Reflection-Window Decoding: Text Generation with Selective Refinement

Authors: Zeyu Tang, Zhenhao Chen, Xiangchen Song, Loka Li, Yunlong Deng, Yifan Shen, Guangyi Chen, Peter Spirtes, Kun Zhang

ICML 2025 | Venue PDF | Archive PDF | Plain Text | LLM Run Details

Reproducibility Variable Result LLM Response
Research Type Experimental Our extensive experimental results demonstrate the effectiveness of our approach. Through extensive empirical evaluations, our approach demonstrates significant improvement over existing decoding approaches, and maintains performance comparable or superior to beam search while being more efficient.
Researcher Affiliation Academia 1Carnegie Mellon University 2Mohamed bin Zayed University of Artificial Intelligence. Correspondence to: Zeyu Tang <EMAIL>, Zhenhao Chen <EMAIL>.
Pseudocode Yes We present the pseudocode of our reflection-window decoding approach in Algorithm 1.
Open Source Code No The paper does not provide concrete access to source code. There are no explicit statements about code release or links to repositories for the methodology described.
Open Datasets Yes Our experiments are conducted on MMLU (Hendrycks et al., 2020) and MT-Bench (Zheng et al., 2023).
Dataset Splits No The paper evaluates models on MMLU (Hendrycks et al., 2020) and MT-Bench (Zheng et al., 2023).

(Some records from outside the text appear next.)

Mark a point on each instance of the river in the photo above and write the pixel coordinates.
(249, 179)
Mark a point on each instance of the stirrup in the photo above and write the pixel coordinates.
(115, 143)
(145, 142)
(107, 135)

While these are benchmarks, the paper does not specify custom training/validation/test splits for the experiments described, instead relying on the structure of these evaluation datasets.
Hardware Specification No The paper does not provide specific hardware details such as GPU models, CPU types, or cloud computing resources used for running the experiments.
Software Dependencies No The paper does not provide specific ancillary software details with version numbers (e.g., library or solver names with version numbers) needed to replicate the experiment.
Experiment Setup Yes We use an entropy threshold of σ = 0.5 and a window size of d = 4 in reflection-window decoding. In these experiments, we set k = 10, p = 0.9, and temperature as 1.0 for both our approach and the baseline Top-k/Top-p sampling.